Wanted: One Okra Pod

We have a garden. Tomatoes, cucumbers, dill, jalapeños and okra. Just the basics for pickling and enjoying BLTs and fried okra. And, we have a kitten, Freckles.

Freckles has, as previously noted, been hard at work training her humans to know the meaning of each look and mew. She has a high, squeaky voice and she’s hard to ignore. She also likes to explore things and touch them and make them disappear. Until recently house shoes and socks have been her specialty.

Which brings us to the subject at hand: We’re having to pick the tomatoes when they’re orange because otherwise the birds are sampling them for us.

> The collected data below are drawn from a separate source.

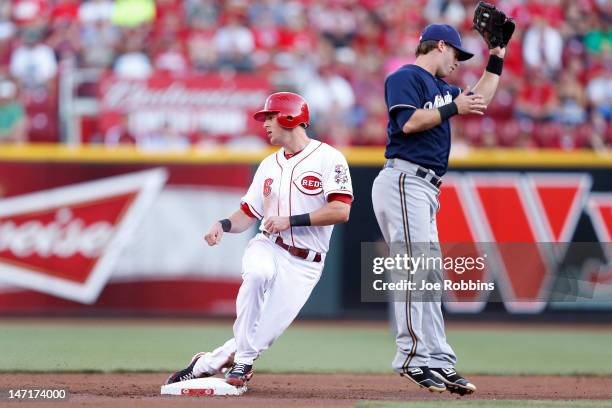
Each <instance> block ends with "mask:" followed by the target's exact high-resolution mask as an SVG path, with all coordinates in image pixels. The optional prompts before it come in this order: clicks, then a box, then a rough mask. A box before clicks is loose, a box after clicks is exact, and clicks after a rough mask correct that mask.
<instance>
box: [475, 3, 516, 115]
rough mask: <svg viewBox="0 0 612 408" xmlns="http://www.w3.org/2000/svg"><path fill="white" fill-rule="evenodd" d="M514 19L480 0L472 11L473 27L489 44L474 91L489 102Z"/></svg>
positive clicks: (486, 102)
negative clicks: (512, 18)
mask: <svg viewBox="0 0 612 408" xmlns="http://www.w3.org/2000/svg"><path fill="white" fill-rule="evenodd" d="M514 27H515V24H514V21H513V20H512V19H511V18H508V17H506V15H505V14H504V12H503V11H501V10H499V9H497V8H496V7H495V6H493V5H491V4H487V3H485V2H480V3H479V4H478V7H476V10H475V12H474V29H475V30H476V31H478V33H480V35H481V36H482V38H484V40H485V41H486V43H487V45H488V46H489V50H490V51H489V62H488V63H487V67H486V69H485V72H484V73H483V74H482V77H480V80H479V81H478V83H476V85H475V86H474V93H478V94H481V95H482V96H483V98H484V101H485V104H489V102H491V100H492V99H493V96H494V95H495V91H496V90H497V85H498V84H499V80H500V76H501V73H502V69H503V67H504V57H505V56H506V46H507V45H508V42H509V41H510V38H512V34H513V33H514Z"/></svg>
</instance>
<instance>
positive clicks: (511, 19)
mask: <svg viewBox="0 0 612 408" xmlns="http://www.w3.org/2000/svg"><path fill="white" fill-rule="evenodd" d="M473 28H474V29H475V30H476V31H478V32H479V33H480V35H482V38H484V40H485V41H486V42H487V44H488V45H489V48H490V49H493V48H495V47H502V48H503V47H505V46H506V45H507V44H508V41H510V38H512V34H513V33H514V28H515V24H514V20H512V19H511V18H508V17H506V15H505V14H504V12H503V11H501V10H499V9H498V8H497V7H495V6H494V5H492V4H489V3H485V2H484V1H481V2H480V3H478V6H477V7H476V10H475V11H474V26H473Z"/></svg>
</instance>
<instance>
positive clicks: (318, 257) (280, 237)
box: [263, 231, 321, 262]
mask: <svg viewBox="0 0 612 408" xmlns="http://www.w3.org/2000/svg"><path fill="white" fill-rule="evenodd" d="M263 234H264V235H265V236H266V237H268V238H270V233H269V232H268V231H263ZM274 243H275V244H276V245H278V246H279V247H281V248H283V249H284V250H285V251H287V252H289V253H290V254H291V255H293V256H295V257H298V258H301V259H306V260H307V259H308V255H310V252H314V251H311V250H310V249H305V248H298V247H294V246H291V245H287V244H285V243H284V242H283V239H282V238H281V237H276V240H275V241H274ZM312 262H321V253H320V252H316V253H315V256H314V258H313V259H312Z"/></svg>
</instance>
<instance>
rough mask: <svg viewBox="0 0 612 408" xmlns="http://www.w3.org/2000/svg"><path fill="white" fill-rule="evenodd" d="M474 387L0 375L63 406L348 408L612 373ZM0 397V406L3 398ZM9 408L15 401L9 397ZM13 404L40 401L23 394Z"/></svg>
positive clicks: (162, 376) (308, 379)
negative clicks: (67, 397)
mask: <svg viewBox="0 0 612 408" xmlns="http://www.w3.org/2000/svg"><path fill="white" fill-rule="evenodd" d="M469 378H470V379H471V380H472V381H473V382H474V383H475V384H476V385H477V386H478V391H477V392H476V393H475V394H473V395H472V396H465V397H458V396H455V395H452V394H449V393H448V392H445V393H442V394H431V393H429V392H427V391H425V390H422V389H419V388H417V387H416V386H415V385H413V384H412V383H410V382H408V381H407V380H406V379H403V378H401V377H399V376H397V375H392V374H389V375H381V374H373V375H354V374H352V375H351V374H262V373H257V372H256V373H255V376H254V377H253V379H252V380H251V382H250V384H249V390H248V392H247V393H246V394H244V395H243V396H241V397H181V396H161V395H160V386H161V384H162V383H163V382H164V381H165V379H166V374H161V373H109V374H101V373H83V374H80V373H68V374H67V373H37V374H31V373H19V374H6V373H4V374H0V384H2V388H3V390H6V389H16V388H38V389H40V388H55V389H57V388H63V389H66V390H67V391H68V392H69V395H70V397H69V398H68V400H66V401H61V402H60V403H58V404H53V403H52V405H49V406H60V405H61V406H62V407H77V406H78V407H82V406H86V407H100V408H106V407H109V408H110V407H168V406H172V407H196V406H197V407H202V406H203V405H205V406H242V407H243V406H247V407H253V406H257V407H269V406H275V407H281V406H291V407H309V408H313V407H324V406H325V407H329V406H334V407H348V406H354V405H355V403H357V402H358V401H360V400H369V401H417V400H453V399H463V400H470V399H479V400H482V399H497V400H502V399H512V400H539V399H546V400H576V399H600V400H602V399H609V398H611V397H612V391H610V390H612V377H571V376H559V377H554V376H470V377H469ZM7 402H8V401H7V400H4V401H0V405H3V406H7V405H4V404H5V403H7ZM8 406H9V407H10V406H12V404H10V403H9V405H8ZM14 406H19V407H26V406H36V407H40V406H42V405H41V403H40V402H30V401H21V403H17V404H15V405H14Z"/></svg>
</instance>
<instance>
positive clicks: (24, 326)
mask: <svg viewBox="0 0 612 408" xmlns="http://www.w3.org/2000/svg"><path fill="white" fill-rule="evenodd" d="M231 335H232V332H231V325H229V324H218V323H216V324H210V323H209V322H205V323H203V324H202V326H201V327H199V326H194V325H193V324H181V323H180V322H179V323H172V324H163V323H161V324H160V323H159V322H155V323H153V322H152V323H150V324H148V323H138V324H136V325H129V324H125V323H112V322H111V323H109V322H108V321H102V322H99V323H97V322H96V320H91V321H87V322H85V323H84V322H83V321H76V322H75V323H74V324H72V323H66V322H65V321H64V322H63V323H57V324H51V323H46V324H43V325H39V326H36V325H34V324H32V323H26V324H21V323H18V322H15V321H8V322H7V321H4V322H0V371H16V370H18V371H81V370H91V371H164V372H166V371H169V370H172V369H176V368H178V367H180V366H182V365H183V364H184V363H185V362H186V361H187V360H188V359H189V358H190V357H191V355H192V354H193V353H194V352H196V351H200V350H211V349H212V348H214V347H216V346H218V345H220V344H222V343H223V342H224V341H225V340H227V339H228V338H229V337H230V336H231ZM448 337H449V341H450V343H451V345H452V346H453V348H454V349H455V352H456V353H457V355H458V356H459V362H458V365H457V368H458V369H459V370H461V371H463V372H465V373H471V374H500V375H501V374H551V375H555V374H561V375H563V374H565V375H569V374H584V375H610V374H612V365H611V364H610V361H612V352H611V347H610V345H612V331H596V330H588V329H580V330H575V331H562V330H559V329H558V328H555V329H536V330H534V329H533V328H532V327H528V328H526V329H525V330H517V329H516V326H513V327H512V328H507V329H506V328H501V329H500V328H499V327H495V328H493V329H483V328H478V329H465V328H461V329H452V328H451V329H449V331H448ZM394 352H395V347H394V340H393V338H392V337H391V335H390V333H389V332H388V330H387V328H386V327H385V326H380V327H378V326H372V325H368V326H363V327H360V326H355V325H352V326H342V325H341V326H332V325H329V324H327V325H320V326H316V325H312V324H308V325H295V326H293V327H291V328H290V329H289V330H288V331H287V332H286V333H285V334H284V335H283V336H282V337H281V338H280V339H279V340H278V341H277V342H276V343H275V344H274V345H273V346H272V347H271V348H270V350H268V351H267V352H266V353H264V355H263V356H262V357H261V359H260V360H259V361H258V362H257V369H258V371H259V372H265V371H274V372H321V373H324V372H357V373H389V372H390V362H391V359H392V358H393V355H394Z"/></svg>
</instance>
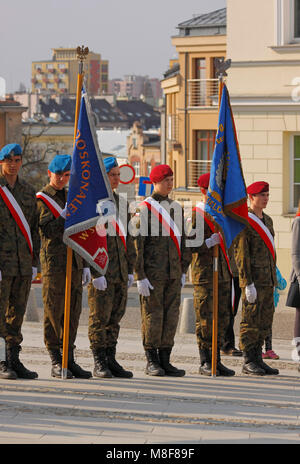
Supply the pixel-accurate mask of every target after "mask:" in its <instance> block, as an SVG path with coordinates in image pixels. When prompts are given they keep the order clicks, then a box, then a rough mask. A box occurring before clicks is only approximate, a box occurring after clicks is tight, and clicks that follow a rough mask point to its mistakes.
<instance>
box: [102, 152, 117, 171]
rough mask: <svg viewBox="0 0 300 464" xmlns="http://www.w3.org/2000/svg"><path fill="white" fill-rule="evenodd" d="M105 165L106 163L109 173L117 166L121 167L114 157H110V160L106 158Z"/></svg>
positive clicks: (108, 158)
mask: <svg viewBox="0 0 300 464" xmlns="http://www.w3.org/2000/svg"><path fill="white" fill-rule="evenodd" d="M103 163H104V166H105V170H106V172H109V171H110V170H111V169H112V168H115V167H116V166H119V165H118V163H117V160H116V158H114V157H113V156H109V157H108V158H104V159H103Z"/></svg>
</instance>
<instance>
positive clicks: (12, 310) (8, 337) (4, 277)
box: [0, 174, 40, 349]
mask: <svg viewBox="0 0 300 464" xmlns="http://www.w3.org/2000/svg"><path fill="white" fill-rule="evenodd" d="M0 185H1V186H6V187H7V188H8V189H9V190H10V192H11V193H12V195H13V196H14V198H15V199H16V201H17V203H18V204H19V206H20V207H21V209H22V211H23V213H24V216H25V218H26V220H27V222H28V224H29V227H30V231H31V238H32V244H33V256H32V255H31V253H30V250H29V247H28V244H27V242H26V240H25V238H24V235H23V234H22V232H21V230H20V229H19V227H18V225H17V223H16V222H15V220H14V218H13V217H12V215H11V213H10V211H9V209H8V207H7V206H6V204H5V203H4V201H3V199H2V198H1V197H0V270H1V273H2V281H1V282H0V334H1V336H2V337H4V338H5V340H6V346H7V348H8V349H9V348H10V347H18V346H19V345H20V344H21V342H22V340H23V336H22V333H21V328H22V323H23V318H24V314H25V311H26V306H27V301H28V296H29V291H30V286H31V280H32V267H37V266H38V256H39V249H40V238H39V234H38V216H37V207H36V197H35V192H34V190H33V188H32V187H31V186H30V185H29V184H27V182H25V181H24V180H22V179H20V178H19V177H18V178H17V181H16V183H15V185H14V187H13V188H11V187H10V186H9V184H8V183H7V181H6V179H5V177H4V176H3V175H1V174H0Z"/></svg>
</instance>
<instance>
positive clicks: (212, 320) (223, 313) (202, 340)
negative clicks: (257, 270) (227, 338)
mask: <svg viewBox="0 0 300 464" xmlns="http://www.w3.org/2000/svg"><path fill="white" fill-rule="evenodd" d="M194 308H195V313H196V337H197V343H198V346H199V348H200V349H210V348H211V347H212V333H213V288H212V286H211V285H209V284H208V285H194ZM230 310H231V282H219V285H218V338H217V345H218V347H221V346H222V345H223V343H224V339H225V333H226V330H227V328H228V325H229V321H230Z"/></svg>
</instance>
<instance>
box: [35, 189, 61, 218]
mask: <svg viewBox="0 0 300 464" xmlns="http://www.w3.org/2000/svg"><path fill="white" fill-rule="evenodd" d="M36 197H37V198H39V199H40V200H42V201H43V202H44V203H45V204H46V205H47V206H48V208H49V209H50V211H51V212H52V213H53V215H54V217H55V218H58V217H59V216H60V215H61V212H62V208H61V207H60V206H59V204H58V203H57V202H56V201H55V200H53V198H51V197H49V196H48V195H46V193H43V192H38V193H37V194H36Z"/></svg>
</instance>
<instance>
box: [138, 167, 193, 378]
mask: <svg viewBox="0 0 300 464" xmlns="http://www.w3.org/2000/svg"><path fill="white" fill-rule="evenodd" d="M150 180H151V182H152V183H153V184H154V191H153V194H152V196H151V200H154V201H155V202H156V203H155V204H156V205H158V207H160V206H161V207H162V208H164V209H166V208H167V210H168V209H169V205H171V204H172V205H173V206H174V209H173V207H172V209H170V215H171V218H172V220H174V221H175V222H176V221H177V227H178V229H179V231H181V240H180V253H179V252H178V249H177V246H176V242H175V240H173V239H172V237H171V234H170V232H167V233H166V231H165V229H164V228H163V227H162V225H161V222H159V221H158V220H157V219H156V217H155V214H154V213H153V212H152V209H151V208H152V207H151V208H150V209H149V208H147V206H145V204H144V205H143V206H141V210H140V212H139V213H138V214H139V216H138V224H137V227H139V228H140V229H138V230H140V233H138V234H137V237H136V239H135V245H136V250H137V264H136V275H137V279H138V281H137V287H138V291H139V294H140V302H141V315H142V337H143V347H144V350H145V354H146V358H147V366H146V374H148V375H156V376H162V375H169V376H178V377H179V376H183V375H185V371H184V370H183V369H177V368H176V367H174V366H172V364H170V354H171V350H172V348H173V345H174V337H175V333H176V328H177V324H178V318H179V306H180V295H181V288H182V286H183V285H184V281H185V274H186V272H187V269H188V266H189V263H190V252H189V250H187V248H186V237H185V230H184V223H183V211H182V208H181V206H180V205H179V204H178V203H176V202H172V201H171V200H170V198H169V197H168V195H169V194H170V192H171V191H172V188H173V171H172V170H171V168H170V166H168V165H158V166H156V167H155V168H153V169H152V171H151V173H150ZM175 211H176V212H175ZM175 216H176V217H175ZM155 221H156V222H155ZM153 225H154V226H155V225H156V228H155V227H153ZM155 229H156V230H155ZM178 246H179V245H178Z"/></svg>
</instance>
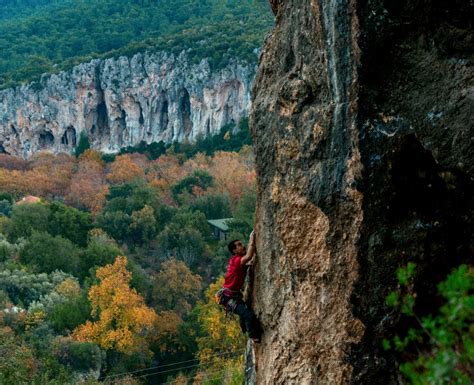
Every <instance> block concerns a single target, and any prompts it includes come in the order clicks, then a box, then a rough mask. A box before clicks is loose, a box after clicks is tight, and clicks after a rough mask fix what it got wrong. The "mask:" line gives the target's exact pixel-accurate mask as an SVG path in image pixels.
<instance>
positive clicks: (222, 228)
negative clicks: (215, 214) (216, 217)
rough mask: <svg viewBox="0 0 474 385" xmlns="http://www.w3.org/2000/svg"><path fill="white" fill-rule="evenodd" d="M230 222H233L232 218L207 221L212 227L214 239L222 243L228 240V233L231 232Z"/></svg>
mask: <svg viewBox="0 0 474 385" xmlns="http://www.w3.org/2000/svg"><path fill="white" fill-rule="evenodd" d="M230 221H232V218H222V219H210V220H208V221H207V222H208V223H209V224H210V225H211V227H212V231H213V233H214V238H216V239H219V240H221V241H223V240H226V239H227V233H228V232H229V226H228V224H229V222H230Z"/></svg>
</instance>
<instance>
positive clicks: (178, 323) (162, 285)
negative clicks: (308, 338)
mask: <svg viewBox="0 0 474 385" xmlns="http://www.w3.org/2000/svg"><path fill="white" fill-rule="evenodd" d="M241 127H242V128H243V130H244V131H245V130H246V128H247V124H246V119H245V120H243V122H241ZM238 135H240V138H241V139H242V138H244V137H246V136H248V131H247V133H245V132H244V133H242V132H240V133H239V134H233V133H232V131H230V130H229V131H224V130H223V132H222V133H221V135H220V136H218V137H217V138H215V139H212V138H209V139H208V140H207V141H206V140H202V141H201V142H199V143H198V144H194V145H192V144H187V143H184V144H179V145H178V144H175V145H172V146H167V148H166V146H165V147H163V148H162V147H160V146H158V147H160V148H161V150H162V151H160V152H161V154H160V155H158V153H156V152H153V151H150V146H145V145H142V146H141V147H139V148H137V149H130V148H129V149H127V150H124V151H123V153H122V154H117V155H116V156H113V157H110V156H104V155H103V154H100V153H98V152H96V151H94V150H91V149H90V148H88V145H87V138H82V140H81V143H79V146H78V148H77V151H76V156H71V155H67V154H58V155H53V154H48V153H40V154H37V155H36V156H35V157H33V158H32V159H30V160H28V161H25V160H21V159H18V158H14V157H11V156H8V155H5V154H0V334H1V338H0V383H2V384H97V383H108V384H146V383H167V384H185V383H187V381H198V383H202V384H218V383H222V379H223V378H225V379H226V383H229V384H240V383H242V381H243V355H242V354H243V351H244V347H245V337H244V335H243V334H242V332H241V330H240V327H239V325H238V322H237V321H236V320H234V319H228V320H226V316H225V312H223V311H222V310H221V309H219V307H218V306H217V305H216V304H215V301H214V293H215V291H217V289H218V288H219V287H220V285H221V284H222V279H223V278H222V276H223V273H224V272H225V268H226V263H227V259H228V258H229V255H228V251H227V249H226V245H227V242H228V241H226V240H220V239H216V238H214V236H213V233H212V229H211V227H210V225H209V223H208V222H207V220H209V219H220V218H233V220H232V221H231V222H228V224H229V232H228V239H230V238H232V239H235V238H241V239H243V240H244V241H245V242H246V241H247V239H248V235H249V233H250V231H251V230H252V227H253V220H254V210H255V199H256V191H255V171H254V163H253V162H254V161H253V152H252V149H251V147H250V146H248V145H245V144H244V143H245V140H243V141H239V140H237V138H238ZM212 140H214V141H216V143H217V142H219V143H220V142H225V143H229V145H228V146H229V147H232V146H234V148H233V149H231V148H229V149H227V151H222V150H221V149H220V148H219V147H222V145H220V146H218V147H217V148H215V149H213V148H212ZM151 148H154V146H151ZM25 197H26V198H25Z"/></svg>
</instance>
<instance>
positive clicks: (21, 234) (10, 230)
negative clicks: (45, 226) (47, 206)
mask: <svg viewBox="0 0 474 385" xmlns="http://www.w3.org/2000/svg"><path fill="white" fill-rule="evenodd" d="M48 217H49V209H48V207H46V206H45V205H43V204H41V203H33V204H21V205H15V206H14V207H13V210H12V214H11V218H10V220H9V221H8V222H7V223H6V224H5V232H6V235H7V236H8V239H9V240H10V241H16V240H17V239H18V238H20V237H25V238H26V237H29V236H30V235H31V233H32V232H33V231H34V230H37V231H41V230H43V231H44V226H45V224H47V223H48Z"/></svg>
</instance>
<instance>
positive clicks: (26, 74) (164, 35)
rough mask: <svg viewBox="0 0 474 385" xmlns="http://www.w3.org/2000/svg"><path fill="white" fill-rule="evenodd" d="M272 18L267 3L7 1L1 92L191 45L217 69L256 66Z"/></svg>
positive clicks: (161, 0)
mask: <svg viewBox="0 0 474 385" xmlns="http://www.w3.org/2000/svg"><path fill="white" fill-rule="evenodd" d="M272 23H273V15H272V13H271V10H270V8H269V5H268V3H267V1H265V0H225V1H222V0H199V1H198V0H180V1H176V0H173V1H169V0H167V1H164V0H131V1H130V0H62V1H58V0H5V1H2V2H1V4H0V52H1V53H2V54H1V55H0V89H1V88H7V87H11V86H14V85H16V84H19V83H21V82H28V81H33V80H37V79H39V77H40V75H41V74H43V73H51V72H58V71H60V70H64V69H68V68H71V67H72V66H73V65H75V64H78V63H81V62H85V61H88V60H90V59H92V58H101V57H111V56H119V55H132V54H134V53H137V52H140V51H144V50H151V51H153V50H166V51H170V52H173V53H179V52H181V51H183V50H188V54H189V56H190V57H192V58H193V60H195V61H196V62H197V61H199V60H200V59H202V58H205V57H206V58H210V59H211V63H212V65H213V66H214V67H215V68H222V67H223V66H225V65H226V64H227V63H228V61H229V60H230V59H234V58H238V59H241V60H245V61H247V62H250V63H256V60H257V51H258V48H259V47H260V45H261V42H262V41H263V38H264V36H265V33H267V31H269V30H270V28H271V25H272Z"/></svg>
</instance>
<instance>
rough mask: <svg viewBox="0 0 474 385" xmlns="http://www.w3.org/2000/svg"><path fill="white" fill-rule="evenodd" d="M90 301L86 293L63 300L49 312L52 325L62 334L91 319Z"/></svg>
mask: <svg viewBox="0 0 474 385" xmlns="http://www.w3.org/2000/svg"><path fill="white" fill-rule="evenodd" d="M90 312H91V307H90V303H89V301H88V300H87V297H86V296H85V295H81V296H78V297H74V298H71V299H69V300H67V301H66V302H61V303H59V304H57V305H56V306H54V307H53V309H51V311H49V312H48V314H47V320H48V322H49V323H50V325H51V327H52V328H53V329H54V330H55V331H56V332H57V333H61V334H66V333H68V332H71V331H72V330H74V329H75V328H76V327H78V326H79V325H81V324H83V323H84V322H86V321H87V320H88V319H89V314H90Z"/></svg>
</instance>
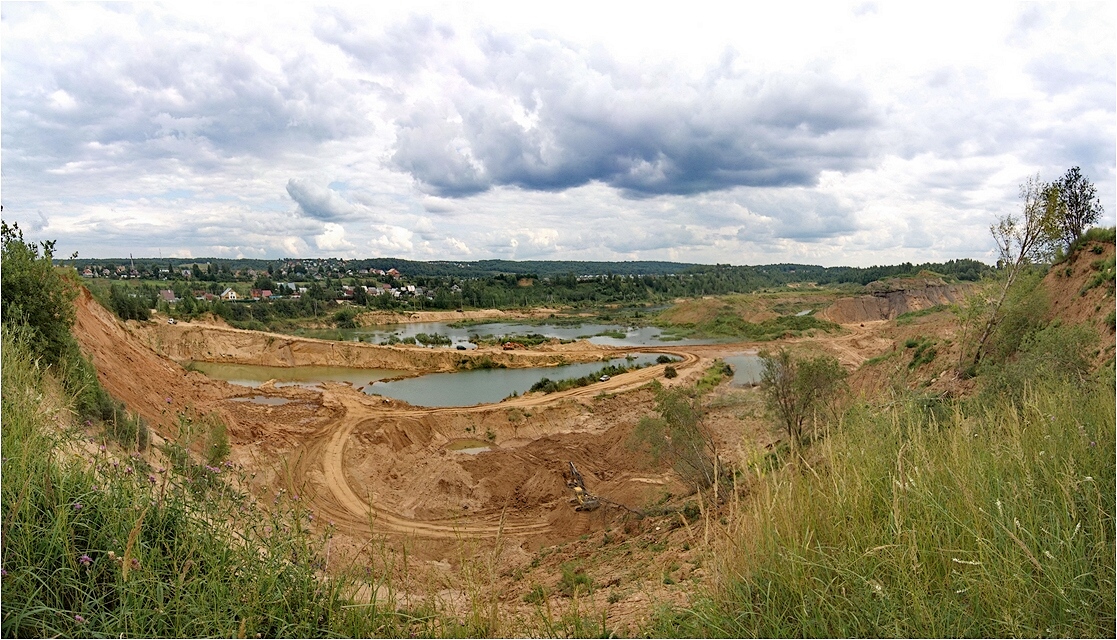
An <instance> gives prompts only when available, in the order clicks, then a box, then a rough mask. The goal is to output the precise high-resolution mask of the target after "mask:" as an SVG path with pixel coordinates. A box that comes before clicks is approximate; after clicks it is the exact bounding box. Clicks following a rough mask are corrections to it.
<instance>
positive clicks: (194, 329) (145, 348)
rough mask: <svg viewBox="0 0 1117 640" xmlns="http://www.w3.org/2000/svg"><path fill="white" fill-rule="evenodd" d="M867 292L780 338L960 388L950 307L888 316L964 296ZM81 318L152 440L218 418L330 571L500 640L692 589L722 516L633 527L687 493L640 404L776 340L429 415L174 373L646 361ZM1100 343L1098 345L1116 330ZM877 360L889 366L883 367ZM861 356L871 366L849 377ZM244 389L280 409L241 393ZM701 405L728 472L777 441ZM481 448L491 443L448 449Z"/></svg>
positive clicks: (371, 397)
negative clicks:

If they’d just eat a whole tomato that would be fine, but pecking here and there is playing havoc with the crop. They share this bad habit with the squirrels, who, in the fall, taste test the pecans and then discard them even if they look very good to us. What do we know? 

So the orangey tomatoes are on the counter ripening. The cucumbers usually get pickled the day they’re picked. The okra… ah, the okra. No matter that I pre-germinated the seeds and carefully planted them. A large number refused to break the soil and those that have have been slow to set the pods. So there aren’t enough to make a “mess” at any one time. I’ve left a few on the counter. 

I picked five pods Saturday. After we were gone a while on Sunday for Father’s Day, I came home to find a tomato on the kitchen floor and the okra scattered. At least four okra pods were. I have yet to find the fifth. 

I hope this doesn’t turn out like the time I hid real Easter eggs in the house and we didn’t find the one under the ottoman until we could follow our noses to it. Okra doesn’t rot, does it?